Der gesetzlichen Rentenversicherung wäre es auch Recht, wenn Sie den Rentenantrag nicht stellen würden, denn die spart dadurch die Rente. Allerdings kneifen Sie sich dann selbst, weil Sie auch kein Krankengeld oder Arbeitslosengeld mehr erhalten werden.

http://bundesrecht.juris.de/sgb_5/__51.html
"Versicherten, deren Erwerbsfähigkeit nach ärztlichem Gutachten erheblich gefährdet oder gemindert ist, kann die Krankenkasse eine Frist von zehn Wochen setzen, innerhalb der sie einen Antrag auf Leistungen zur medizinischen Rehabilitation und zur Teilhabe am Arbeitsleben zu stellen haben. Haben diese Versicherten ihren Wohnsitz oder gewöhnlichen Aufenthalt im Ausland, kann ihnen die Krankenkasse eine Frist von zehn Wochen setzen, innerhalb der sie entweder einen Antrag auf Leistungen zur medizinischen Rehabilitation und zur Teilhabe am Arbeitsleben bei einem Leistungsträger mit Sitz im Inland oder einen Antrag auf Rente wegen voller Erwerbsminderung bei einem Träger der gesetzlichen Rentenversicherung mit Sitz im Inland zu stellen haben."
http://bundesrecht.juris.de/sgb_3/__125.html
"Die Agentur für Arbeit hat den Arbeitslosen unverzüglich aufzufordern, innerhalb eines Monats einen Antrag auf Leistungen zur medizinischen Rehabilitation oder zur Teilhabe am Arbeitsleben zu stellen.

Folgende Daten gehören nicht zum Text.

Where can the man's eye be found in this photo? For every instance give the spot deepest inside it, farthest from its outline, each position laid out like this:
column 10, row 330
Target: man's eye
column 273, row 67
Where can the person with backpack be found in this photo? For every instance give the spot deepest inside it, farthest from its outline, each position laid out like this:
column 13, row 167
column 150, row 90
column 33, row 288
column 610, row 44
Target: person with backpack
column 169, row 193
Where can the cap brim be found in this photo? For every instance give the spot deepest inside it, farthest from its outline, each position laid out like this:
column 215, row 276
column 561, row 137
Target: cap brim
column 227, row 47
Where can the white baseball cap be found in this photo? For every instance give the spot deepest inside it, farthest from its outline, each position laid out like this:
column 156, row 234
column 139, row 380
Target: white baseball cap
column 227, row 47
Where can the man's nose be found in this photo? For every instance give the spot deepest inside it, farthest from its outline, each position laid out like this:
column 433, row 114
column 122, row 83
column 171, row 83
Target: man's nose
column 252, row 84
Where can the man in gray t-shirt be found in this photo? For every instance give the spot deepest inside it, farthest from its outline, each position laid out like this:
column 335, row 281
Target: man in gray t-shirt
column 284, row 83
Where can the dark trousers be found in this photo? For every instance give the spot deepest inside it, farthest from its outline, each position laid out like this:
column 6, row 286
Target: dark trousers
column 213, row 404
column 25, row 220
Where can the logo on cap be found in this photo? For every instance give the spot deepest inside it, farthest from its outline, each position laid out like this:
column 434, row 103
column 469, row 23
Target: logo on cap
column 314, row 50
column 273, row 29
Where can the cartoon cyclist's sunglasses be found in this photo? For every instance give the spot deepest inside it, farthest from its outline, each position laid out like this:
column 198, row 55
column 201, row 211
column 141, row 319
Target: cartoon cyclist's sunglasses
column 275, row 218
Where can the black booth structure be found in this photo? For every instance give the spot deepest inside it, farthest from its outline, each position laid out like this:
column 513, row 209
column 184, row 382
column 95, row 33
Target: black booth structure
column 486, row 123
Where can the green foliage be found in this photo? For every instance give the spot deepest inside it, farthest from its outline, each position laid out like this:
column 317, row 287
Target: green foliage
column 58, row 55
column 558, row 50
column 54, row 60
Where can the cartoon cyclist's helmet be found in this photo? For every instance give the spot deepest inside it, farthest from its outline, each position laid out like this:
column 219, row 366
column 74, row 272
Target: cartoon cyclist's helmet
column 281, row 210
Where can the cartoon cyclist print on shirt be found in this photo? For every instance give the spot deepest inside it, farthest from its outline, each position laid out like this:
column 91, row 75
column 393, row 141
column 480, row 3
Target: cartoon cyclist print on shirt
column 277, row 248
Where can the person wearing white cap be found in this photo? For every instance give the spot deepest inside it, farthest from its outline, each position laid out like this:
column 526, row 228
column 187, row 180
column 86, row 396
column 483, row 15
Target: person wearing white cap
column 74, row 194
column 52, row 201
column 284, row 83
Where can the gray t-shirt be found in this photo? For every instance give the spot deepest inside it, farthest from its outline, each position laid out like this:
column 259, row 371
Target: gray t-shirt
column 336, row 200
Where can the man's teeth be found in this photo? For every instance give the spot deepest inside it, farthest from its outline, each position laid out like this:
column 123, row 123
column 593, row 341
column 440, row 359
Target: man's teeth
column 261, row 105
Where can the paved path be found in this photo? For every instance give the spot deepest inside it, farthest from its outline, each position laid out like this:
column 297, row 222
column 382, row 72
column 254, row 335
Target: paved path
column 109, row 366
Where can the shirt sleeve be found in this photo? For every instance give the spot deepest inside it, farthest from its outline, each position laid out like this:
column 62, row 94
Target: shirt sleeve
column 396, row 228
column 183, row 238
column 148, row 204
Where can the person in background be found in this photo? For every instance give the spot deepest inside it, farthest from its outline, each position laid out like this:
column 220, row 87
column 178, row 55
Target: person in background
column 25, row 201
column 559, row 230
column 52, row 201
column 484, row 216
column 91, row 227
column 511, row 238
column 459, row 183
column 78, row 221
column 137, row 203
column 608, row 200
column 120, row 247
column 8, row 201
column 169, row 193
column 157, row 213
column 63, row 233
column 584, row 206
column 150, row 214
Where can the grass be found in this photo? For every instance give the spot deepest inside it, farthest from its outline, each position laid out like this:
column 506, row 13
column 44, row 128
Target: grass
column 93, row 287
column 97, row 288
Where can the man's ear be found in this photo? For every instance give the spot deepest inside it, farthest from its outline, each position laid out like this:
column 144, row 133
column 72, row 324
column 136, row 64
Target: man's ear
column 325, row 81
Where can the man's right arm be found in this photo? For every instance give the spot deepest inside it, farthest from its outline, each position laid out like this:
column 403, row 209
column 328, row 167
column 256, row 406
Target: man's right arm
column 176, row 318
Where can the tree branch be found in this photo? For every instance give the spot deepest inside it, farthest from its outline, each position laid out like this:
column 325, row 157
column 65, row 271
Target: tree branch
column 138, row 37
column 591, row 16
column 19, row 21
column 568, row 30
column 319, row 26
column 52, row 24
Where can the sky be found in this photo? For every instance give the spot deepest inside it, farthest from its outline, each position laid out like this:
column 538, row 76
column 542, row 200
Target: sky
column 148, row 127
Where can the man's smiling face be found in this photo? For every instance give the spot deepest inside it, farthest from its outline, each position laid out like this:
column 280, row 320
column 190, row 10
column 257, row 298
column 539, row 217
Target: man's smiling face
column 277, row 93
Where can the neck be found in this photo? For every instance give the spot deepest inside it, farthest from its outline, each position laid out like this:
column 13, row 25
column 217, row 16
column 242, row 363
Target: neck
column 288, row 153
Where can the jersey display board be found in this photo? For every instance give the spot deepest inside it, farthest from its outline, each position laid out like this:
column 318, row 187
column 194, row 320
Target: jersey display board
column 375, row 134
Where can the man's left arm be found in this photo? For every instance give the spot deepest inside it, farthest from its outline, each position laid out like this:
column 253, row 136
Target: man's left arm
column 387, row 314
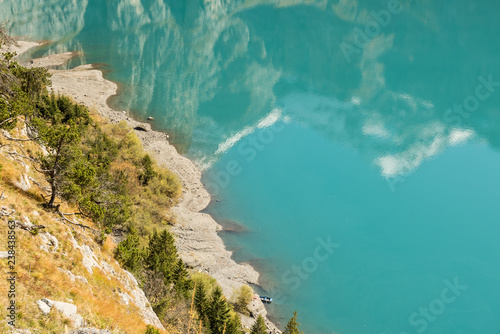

Stellt der Arbeitslose diesen Antrag fristgemäß, so gilt er im Zeitpunkt des Antrags auf Arbeitslosengeld als gestellt. Stellt der Arbeitslose den Antrag nicht, ruht der Anspruch auf Arbeitslosengeld vom Tage nach Ablauf der Frist an bis zum Tage, an dem der Arbeitslose einen Antrag auf Leistungen zur medizinischen Rehabilitation oder zur Teilhabe am Arbeitsleben oder einen Antrag auf Rente wegen Erwerbsminderung stellt. Kommt der Arbeitslose seinen Mitwirkungspflichten gegenüber dem Träger der medizinischen Rehabilitation oder der Teilhabe am Arbeitsleben nicht nach, so ruht der Anspruch auf Arbeitslosengeld von dem Tag nach Unterlassen der Mitwirkung bis zu dem Tag, an dem die Mitwirkung nachgeholt wird. Satz 4 gilt entsprechend, wenn der Arbeitslose durch sein Verhalten die Feststellung der Erwerbsminderung verhindert."

von Experte/in Experten-Antwort

Hallo Erich,
Ihr Reha-Antrag wurde abgelehnt, weil zu geringe Erfolgsaussicht besteht, Ihre Erwerbsfähigkeit auf dem allgemeinen Arbeitsmarkt wieder herzustellen. Der Reha-Antrag gilt in diesem Falle als Rentenantrag. Dafür müssten Sie allerdings einen Formblattantrag stellen. Davon ausgehend, dass Sie von der Krankenkasse zur Rehaantragstellung aufgefordert wurden, ist Ihre Dispositionsbefugnis eingeschränkt. Das heißt, Sie können keinen späteren Rentenbeginn bestimmen. Natürlich steht es Ihnen frei, den Formblattantrag nicht zu stellen. Die Krankenkasse wird dann aber reagieren und das Krankengeld einstellen. Der von Ihnen angesprochene Anspruch auf Arbeitslosengeld wird schwer zu realisieren sein, weil Sie aufgrund der eingeschränkten Leistungsfähigkeit dem Arbeitsmarkt nur bedingt bzw. gar nicht zur Verfügung stehen.